Normal spermatogenic cells were observed in the PAS-stained seminiferous tubules of male adult Golga3^S461L/S461L. Furthermore, histological analysis of each phase of spermatogenic tubule revealed the presence of post-meiotic round spermatids in the seminiferous tubules of adult Golga3^S461L/S461L mice in contrast to the Golga3^+/+ mice (Fig. 3A). Normal numbers of spermatids and sperm were also observed in H&E-stained samples from these edited mice (Figs. 3B, 3C, 3D and 3E). Furthermore, no significant differences in sperm morphology were observed between the adult Golga3^S461L/S461L mice and wildtype mice based on the immunofluorescence staining of sperm smears (Fig. 3F). PLZF, γ-H2AX, PNA and Sox9 fluorescence signals were used to specifically identify proliferating spermatogonia, spermatocytes, spermatids, and Sertoli cells, respectively. The fluorescence images showed normal spermatogenesis in Golga3^S461L/S461L mice (Figs. 4A, 4B, 4C and 4D). Furthermore, to investigate the apoptosis of germ cells in spermatogenic tubules, TUNEL analysis of testicular sections was also performed. While sporadic dark orange fluorescence signals, indicative of apoptotic cells, were visible in the seminiferous tubules, these signals did not differ significantly between the Golga3^S461L/S461L and wild-type mice(Figs. 4E and 4F). Further t-test analysis showed that the p-values for the number of apoptotic cells/total tubules as well as the number of tubules/total tubules were 0.5070 and 0.0132, respectively (P > 0.05) indicating that there were no significant differences between the mutated and wild-type mice in terms of apoptosis in the seminiferous tubule (Figs. 4G and 4H, Table S4).
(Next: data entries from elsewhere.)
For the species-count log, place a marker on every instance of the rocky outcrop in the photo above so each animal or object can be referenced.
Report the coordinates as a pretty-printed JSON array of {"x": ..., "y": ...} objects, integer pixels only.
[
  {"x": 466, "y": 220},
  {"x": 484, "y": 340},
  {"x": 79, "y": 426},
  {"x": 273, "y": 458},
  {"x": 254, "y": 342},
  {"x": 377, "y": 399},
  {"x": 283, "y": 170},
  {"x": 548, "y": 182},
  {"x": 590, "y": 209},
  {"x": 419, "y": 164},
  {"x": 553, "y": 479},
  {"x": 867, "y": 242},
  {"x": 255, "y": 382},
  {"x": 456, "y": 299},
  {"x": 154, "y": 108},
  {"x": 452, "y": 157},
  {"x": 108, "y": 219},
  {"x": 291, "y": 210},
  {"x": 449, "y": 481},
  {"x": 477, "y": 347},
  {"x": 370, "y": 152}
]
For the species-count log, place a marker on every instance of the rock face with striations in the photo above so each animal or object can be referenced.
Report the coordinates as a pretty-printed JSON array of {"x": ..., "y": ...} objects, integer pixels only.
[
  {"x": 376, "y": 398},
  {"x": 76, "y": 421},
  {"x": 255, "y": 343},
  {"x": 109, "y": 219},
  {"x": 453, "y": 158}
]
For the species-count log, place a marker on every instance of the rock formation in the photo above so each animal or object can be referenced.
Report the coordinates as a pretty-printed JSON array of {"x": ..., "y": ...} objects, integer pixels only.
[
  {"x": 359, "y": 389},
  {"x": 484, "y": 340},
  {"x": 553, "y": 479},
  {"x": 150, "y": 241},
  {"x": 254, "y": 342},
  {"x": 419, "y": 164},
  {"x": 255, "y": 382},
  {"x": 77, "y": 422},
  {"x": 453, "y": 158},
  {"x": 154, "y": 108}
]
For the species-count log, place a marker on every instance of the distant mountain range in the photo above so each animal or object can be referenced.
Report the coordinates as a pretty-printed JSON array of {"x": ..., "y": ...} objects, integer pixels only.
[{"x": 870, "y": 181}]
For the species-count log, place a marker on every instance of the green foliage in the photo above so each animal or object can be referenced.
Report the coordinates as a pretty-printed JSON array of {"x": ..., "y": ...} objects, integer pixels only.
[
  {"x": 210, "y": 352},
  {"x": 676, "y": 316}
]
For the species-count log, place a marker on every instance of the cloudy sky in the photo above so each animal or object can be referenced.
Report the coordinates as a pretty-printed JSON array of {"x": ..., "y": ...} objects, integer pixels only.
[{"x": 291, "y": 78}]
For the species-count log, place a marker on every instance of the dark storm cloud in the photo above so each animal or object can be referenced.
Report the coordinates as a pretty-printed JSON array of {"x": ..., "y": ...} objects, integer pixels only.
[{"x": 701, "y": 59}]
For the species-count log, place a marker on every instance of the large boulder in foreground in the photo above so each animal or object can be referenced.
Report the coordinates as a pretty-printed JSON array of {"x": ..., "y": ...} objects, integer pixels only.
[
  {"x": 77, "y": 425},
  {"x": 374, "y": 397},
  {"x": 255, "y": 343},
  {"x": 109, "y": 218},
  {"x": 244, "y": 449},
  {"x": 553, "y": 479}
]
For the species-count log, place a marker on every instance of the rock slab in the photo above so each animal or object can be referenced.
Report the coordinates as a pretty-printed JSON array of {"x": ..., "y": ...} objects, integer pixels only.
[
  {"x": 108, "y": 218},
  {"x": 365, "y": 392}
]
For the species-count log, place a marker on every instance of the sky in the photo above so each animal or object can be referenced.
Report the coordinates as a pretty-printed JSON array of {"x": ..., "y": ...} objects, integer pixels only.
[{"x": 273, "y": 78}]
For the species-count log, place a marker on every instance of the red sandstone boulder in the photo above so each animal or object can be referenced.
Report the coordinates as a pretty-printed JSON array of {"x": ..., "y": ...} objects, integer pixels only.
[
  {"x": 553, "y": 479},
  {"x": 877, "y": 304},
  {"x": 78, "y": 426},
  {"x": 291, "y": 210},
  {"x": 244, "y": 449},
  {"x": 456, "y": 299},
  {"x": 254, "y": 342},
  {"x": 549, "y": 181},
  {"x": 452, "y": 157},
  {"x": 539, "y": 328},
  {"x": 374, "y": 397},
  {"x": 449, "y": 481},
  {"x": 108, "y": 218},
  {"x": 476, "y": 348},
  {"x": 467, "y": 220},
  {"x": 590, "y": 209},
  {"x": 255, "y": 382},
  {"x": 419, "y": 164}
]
Immunofluorescence co-localization and GOLGA3 protein levels are normal in Golga3^S461L/S461L mice

During the early stages of spermatogenesis, the Golgi vesicles fuse to form sperm proacrosomal vesicles. The GOLGA3^S461L protein showed reduced Golgi localization, with some protein dispersed within the cytoplasm. To better understand the location of the GOLGA3 protein in Golga3^S461L/S461L mice, immunofluorescence co-localization was performed on mouse testicular sections. It was found that during stages 1–4 of spermatogenesis, GOLGA3 co-localized with Wheat Germ Agglutinin (WGA) (Fig. 5A), although there were no significant differences in fluorescence localization between mutant mice and wild type mice. Finally, to explore whether the S461L mutation affected the level of protein expression, western blotting and quantification of the protein bands were undertaken. This showed that the size of the GOLGA3^S465L band was similar to that of the wild-type, with no significant differences in the gray values between the two (Figs. 5B–5C).